Disney declined requests to interview company executives. However, in a letter to The Times, the company said that some politically motivated critics in Anaheim “want to blame Disney for larger socio-economic ills that exist in cities throughout California and across the nation.”
“While there are some differences in opinion between Disney and several Anaheim officials regarding policy issues and how best to secure Anaheim’s economic future, our relationship with the city, its administration and the majority of its political and community leaders remains strong,” Disney said.
The company also disputed The Times’ estimates and analysis valuing Disney’s Anaheim incentives at more than $1 billion, and said that it has contributed much more to the city than it has received.
Lucy Dunn, chief executive of the Orange County Business Council, a nonprofit whose PAC received more than $100,000 from Disney in 2016, said she believes the council majority’s stance has left Disney “sort of baffled” — especially while it is in the midst of an expensive expansion that includes the Star Wars: Galaxy’s Edge area at Disneyland and a new luxury hotel.
“They are investing $1.5 billion in that town,” she said. “It’s odd to me that there isn’t a better working relationship between leadership at the city and Disney.”
The shift has been years in the making. Disney has grown, over decades, from a purveyor of children’s amusements into one of the world’s largest media and entertainment companies, a corporate juggernaut with a stock market value of about $154 billion.
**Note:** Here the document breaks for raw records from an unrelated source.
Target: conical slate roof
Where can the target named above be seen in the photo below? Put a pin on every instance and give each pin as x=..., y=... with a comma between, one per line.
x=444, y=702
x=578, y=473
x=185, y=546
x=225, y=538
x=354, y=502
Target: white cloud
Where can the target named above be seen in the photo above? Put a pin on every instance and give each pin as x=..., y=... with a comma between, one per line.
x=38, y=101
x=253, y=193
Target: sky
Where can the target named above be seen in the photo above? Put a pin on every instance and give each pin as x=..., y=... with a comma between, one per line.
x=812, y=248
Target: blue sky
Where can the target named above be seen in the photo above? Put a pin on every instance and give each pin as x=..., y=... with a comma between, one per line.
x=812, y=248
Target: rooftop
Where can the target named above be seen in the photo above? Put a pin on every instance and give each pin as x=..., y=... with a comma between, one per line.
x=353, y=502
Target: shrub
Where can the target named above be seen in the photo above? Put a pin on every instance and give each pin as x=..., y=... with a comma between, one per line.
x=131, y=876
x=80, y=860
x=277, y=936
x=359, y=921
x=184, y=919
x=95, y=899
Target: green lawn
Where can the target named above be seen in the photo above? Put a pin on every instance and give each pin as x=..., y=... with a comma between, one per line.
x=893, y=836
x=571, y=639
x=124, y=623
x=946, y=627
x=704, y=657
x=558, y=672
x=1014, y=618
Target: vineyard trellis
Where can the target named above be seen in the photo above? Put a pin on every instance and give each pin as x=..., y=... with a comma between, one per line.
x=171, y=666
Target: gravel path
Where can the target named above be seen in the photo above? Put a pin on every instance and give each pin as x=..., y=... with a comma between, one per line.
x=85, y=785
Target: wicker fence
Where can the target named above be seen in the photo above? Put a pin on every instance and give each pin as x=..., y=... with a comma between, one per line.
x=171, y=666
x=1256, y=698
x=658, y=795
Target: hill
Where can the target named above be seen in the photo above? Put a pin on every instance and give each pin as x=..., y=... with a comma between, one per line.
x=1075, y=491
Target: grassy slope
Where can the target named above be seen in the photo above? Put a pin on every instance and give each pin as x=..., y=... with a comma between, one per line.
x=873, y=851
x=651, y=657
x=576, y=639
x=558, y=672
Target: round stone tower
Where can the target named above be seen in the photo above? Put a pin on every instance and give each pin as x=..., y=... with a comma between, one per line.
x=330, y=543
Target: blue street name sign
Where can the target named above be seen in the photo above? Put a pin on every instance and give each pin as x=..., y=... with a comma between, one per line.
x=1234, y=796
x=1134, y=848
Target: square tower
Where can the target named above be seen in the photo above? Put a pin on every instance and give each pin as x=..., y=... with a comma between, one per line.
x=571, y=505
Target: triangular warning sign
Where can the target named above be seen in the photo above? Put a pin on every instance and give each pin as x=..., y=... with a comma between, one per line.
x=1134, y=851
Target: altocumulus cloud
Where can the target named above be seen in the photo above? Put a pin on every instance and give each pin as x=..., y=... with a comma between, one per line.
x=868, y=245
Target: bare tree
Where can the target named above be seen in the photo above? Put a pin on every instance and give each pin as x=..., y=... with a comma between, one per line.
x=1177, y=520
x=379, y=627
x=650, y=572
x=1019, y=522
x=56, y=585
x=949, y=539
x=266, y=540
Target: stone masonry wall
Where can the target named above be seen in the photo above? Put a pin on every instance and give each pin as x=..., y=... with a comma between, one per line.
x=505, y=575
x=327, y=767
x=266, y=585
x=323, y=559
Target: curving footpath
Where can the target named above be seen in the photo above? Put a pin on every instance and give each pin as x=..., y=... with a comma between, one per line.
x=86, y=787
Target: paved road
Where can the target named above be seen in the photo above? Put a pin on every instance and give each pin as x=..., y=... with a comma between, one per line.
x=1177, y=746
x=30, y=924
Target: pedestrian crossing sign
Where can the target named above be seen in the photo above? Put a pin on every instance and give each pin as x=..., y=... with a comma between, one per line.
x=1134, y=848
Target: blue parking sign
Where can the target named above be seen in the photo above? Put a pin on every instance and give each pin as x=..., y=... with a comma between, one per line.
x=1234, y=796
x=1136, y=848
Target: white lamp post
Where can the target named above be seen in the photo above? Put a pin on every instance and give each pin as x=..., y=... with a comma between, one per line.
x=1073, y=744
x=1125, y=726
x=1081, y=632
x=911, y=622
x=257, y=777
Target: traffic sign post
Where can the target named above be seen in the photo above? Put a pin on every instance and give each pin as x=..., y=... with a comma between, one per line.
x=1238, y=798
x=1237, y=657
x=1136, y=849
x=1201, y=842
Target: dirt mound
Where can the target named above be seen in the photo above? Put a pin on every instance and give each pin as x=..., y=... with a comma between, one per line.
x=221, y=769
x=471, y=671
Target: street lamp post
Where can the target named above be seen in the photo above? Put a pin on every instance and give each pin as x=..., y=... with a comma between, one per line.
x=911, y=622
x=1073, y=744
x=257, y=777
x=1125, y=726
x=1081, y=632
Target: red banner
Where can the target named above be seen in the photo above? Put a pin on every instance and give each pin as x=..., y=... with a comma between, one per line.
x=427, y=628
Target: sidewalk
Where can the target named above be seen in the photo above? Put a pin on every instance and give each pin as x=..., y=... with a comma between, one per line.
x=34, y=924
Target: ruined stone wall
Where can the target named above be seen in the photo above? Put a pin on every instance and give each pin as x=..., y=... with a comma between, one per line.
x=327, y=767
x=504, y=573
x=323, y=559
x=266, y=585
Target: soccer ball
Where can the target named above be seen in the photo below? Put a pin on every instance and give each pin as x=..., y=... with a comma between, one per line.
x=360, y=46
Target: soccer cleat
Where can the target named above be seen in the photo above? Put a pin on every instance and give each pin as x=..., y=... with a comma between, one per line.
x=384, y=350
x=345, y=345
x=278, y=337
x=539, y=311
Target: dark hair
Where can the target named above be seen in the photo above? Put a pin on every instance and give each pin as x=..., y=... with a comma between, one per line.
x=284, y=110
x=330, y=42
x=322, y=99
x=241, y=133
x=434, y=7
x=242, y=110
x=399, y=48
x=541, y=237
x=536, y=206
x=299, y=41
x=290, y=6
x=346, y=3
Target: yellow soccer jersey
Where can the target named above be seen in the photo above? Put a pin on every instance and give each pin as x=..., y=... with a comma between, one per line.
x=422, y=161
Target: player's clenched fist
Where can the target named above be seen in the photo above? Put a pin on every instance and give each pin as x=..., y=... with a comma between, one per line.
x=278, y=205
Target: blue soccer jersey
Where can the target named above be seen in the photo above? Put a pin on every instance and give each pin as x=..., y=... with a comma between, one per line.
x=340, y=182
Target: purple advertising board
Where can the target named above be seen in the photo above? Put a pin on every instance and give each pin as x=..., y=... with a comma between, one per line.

Anaheim has undergone its own evolution. In 2016, the City Council expanded from five to seven seats. The six council members are now elected by district; the mayor is still elected citywide. Last year, four seats were up for grabs, more than any previous election. The change came after the American Civil Liberties Union filed a lawsuit alleging the prior at-large election structure discriminated against Latinos, who make up 53% of the population.
Poverty, declining income, and rising crime are all contributing to a creeping restiveness. The city’s crime rate, after dipping earlier this decade, increased 14% from 2014 to 2016, according to data from the FBI. It has risen 1% since 2000.
Several Anaheim residents said they want more of the city’s tax revenue spent on making neighborhoods safer and tackling homelessness — a mushrooming problem that has drawn headlines as a large encampment of people has formed near Angel Stadium. The City Council voted unanimously in mid-September to declare a state of emergency on homelessness.
“I’m lucky I live [near] Disneyland Resort — it is nice and clean. But it’s not really representative of what Anaheim is,” said activist Luisa Lam. “The council before always kept giving and giving to Disney.… Honestly, I felt that we were spiraling out of control.”
Not far from Disneyland, a tall stone wall exemplifies the divide in Anaheim.
It runs along a section of East Gene Autry Way, a pristine thoroughfare lined by rows of manicured palm trees and gold-capped street lamps. The street is in the Anaheim Resort District, a 1,100-acre area created by the city after it issued $510 million in bonds to pay for infrastructure and projects, including an expansion of the city’s convention center and a parking garage for Disneyland Resort. Disney’s property, with its two theme parks, hotels, and retail area, is the crown jewel of the district.
But just on the other side of the wall is the working-class Wakefield neighborhood, better known as the turf of the Boys From the Hood, a notorious local gang. It’s not part of the resort district.
On a recent visit, former City Council candidate Arturo Ferreras, who was defeated by a Disney-backed incumbent last year, pointed out the area of a trash- and the graffiti-saturated alley where police shot and killed a man in 2012.
“You don’t go here during the night,” he warned.